1 De acordo com os elementos disponíveis no momento em que escrevo, as eleições presidenciais marcadas para 24 de Janeiro, se não forem adiadas, decorrerão sob a vigência do estado de emergência e sob o decretamento de um confinamento geral do país. Esta é uma situação gravíssima que considero incompatível com os princípios da democracia. Deixo registado que apoio a candidatura de Ana Gomes, mas esta posição só me vincula a mim.

2 Não está em causa que as eleições serão livres, na medida em que as candidaturas foram apresentadas sem constrangimentos e de acordo com a lei, e não é previsível que as pessoas sejam impedidas ou condicionadas na liberdade do exercício do seu direito de voto. Porém, as eleições têm também de ser justas e para que isso aconteça é preciso, entre outros factores, que esteja assegurado o direito a uma efectiva campanha eleitoral em todo o território nacional e garantido que, no dia da eleição, as pessoas poderão exercer o seu direito ao sufrágio sem recear quaisquer limitações relevantes decorrentes da pandemia que nos assola.
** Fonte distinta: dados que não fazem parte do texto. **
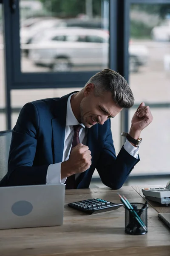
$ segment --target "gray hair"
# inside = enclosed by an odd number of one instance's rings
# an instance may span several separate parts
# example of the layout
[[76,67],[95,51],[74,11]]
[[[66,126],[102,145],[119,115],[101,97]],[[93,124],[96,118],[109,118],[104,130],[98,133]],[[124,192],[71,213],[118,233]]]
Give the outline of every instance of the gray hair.
[[107,68],[95,74],[86,83],[94,85],[94,95],[101,96],[105,92],[112,93],[113,101],[121,108],[129,108],[134,104],[132,92],[126,80],[120,74]]

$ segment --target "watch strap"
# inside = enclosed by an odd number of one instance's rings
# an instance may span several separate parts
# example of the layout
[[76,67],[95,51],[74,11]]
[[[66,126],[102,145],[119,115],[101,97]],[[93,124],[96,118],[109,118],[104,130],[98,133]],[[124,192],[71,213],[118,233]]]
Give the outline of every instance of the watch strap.
[[122,136],[125,136],[126,137],[127,140],[130,141],[135,145],[136,146],[139,146],[142,142],[142,138],[139,138],[137,140],[136,140],[136,139],[134,139],[129,135],[129,134],[128,132],[122,132],[121,133]]

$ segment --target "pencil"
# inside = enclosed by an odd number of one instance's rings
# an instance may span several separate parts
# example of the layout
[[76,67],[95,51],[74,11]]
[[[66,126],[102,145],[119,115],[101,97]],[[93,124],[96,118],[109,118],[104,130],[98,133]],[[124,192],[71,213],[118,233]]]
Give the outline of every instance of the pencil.
[[133,212],[135,215],[136,216],[136,218],[139,218],[139,219],[140,221],[141,222],[141,223],[142,224],[142,225],[143,225],[143,226],[144,226],[145,227],[145,228],[147,229],[147,227],[144,225],[144,223],[142,221],[142,219],[141,219],[141,218],[140,218],[140,217],[139,216],[139,215],[138,215],[138,214],[136,212],[136,211],[134,210],[134,209],[133,209],[132,205],[130,204],[130,203],[128,200],[127,198],[126,198],[125,197],[125,196],[124,196],[124,195],[123,195],[123,198],[125,199],[125,200],[126,201],[126,202],[129,205],[129,206],[130,207],[130,208],[132,210],[133,210]]
[[[132,206],[130,204],[130,207],[129,205],[128,204],[127,202],[125,200],[124,198],[118,193],[118,195],[119,196],[120,198],[121,201],[123,203],[123,204],[125,205],[128,209],[130,212],[132,214],[133,216],[135,218],[136,220],[140,224],[140,226],[144,229],[144,230],[145,231],[147,231],[147,228],[146,226],[144,225],[144,223],[143,222],[141,219],[139,217],[138,215],[137,214],[136,212],[134,210]],[[129,202],[129,203],[130,204]]]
3 Ora, em contexto de confinamento geral, com a impossibilidade ou uma fortíssima limitação do exercício das actividades correntes de uma campanha eleitoral, designadamente o contacto directo dos candidatos com o eleitorado e a realização de acções públicas de campanha em todo o país, não estão preenchidos os requisitos internacionalmente estabelecidos para que as eleições se possam considerar justas. É a campanha eleitoral que permite a exposição das alternativas e a ponderação da escolha pelos eleitores. Sem uma verdadeira campanha eleitoral, o exercício eleitoral não é plenamente democrático. Ademais, quando o incumbente está limitado por ter testado positivo à Covid-19 e há o sério risco de vários outros candidatos também terem de ser submetidos a regras especiais de confinamento. Há, certamente, a possibilidade do recurso à televisão, aos meios de comunicação social e às redes sociais. Contudo, num quadro de constrangimento geral de acções públicas de campanha, esses meios são insuficientes para que o processo eleitoral decorra com normalidade constitucional. Na minha opinião, claro.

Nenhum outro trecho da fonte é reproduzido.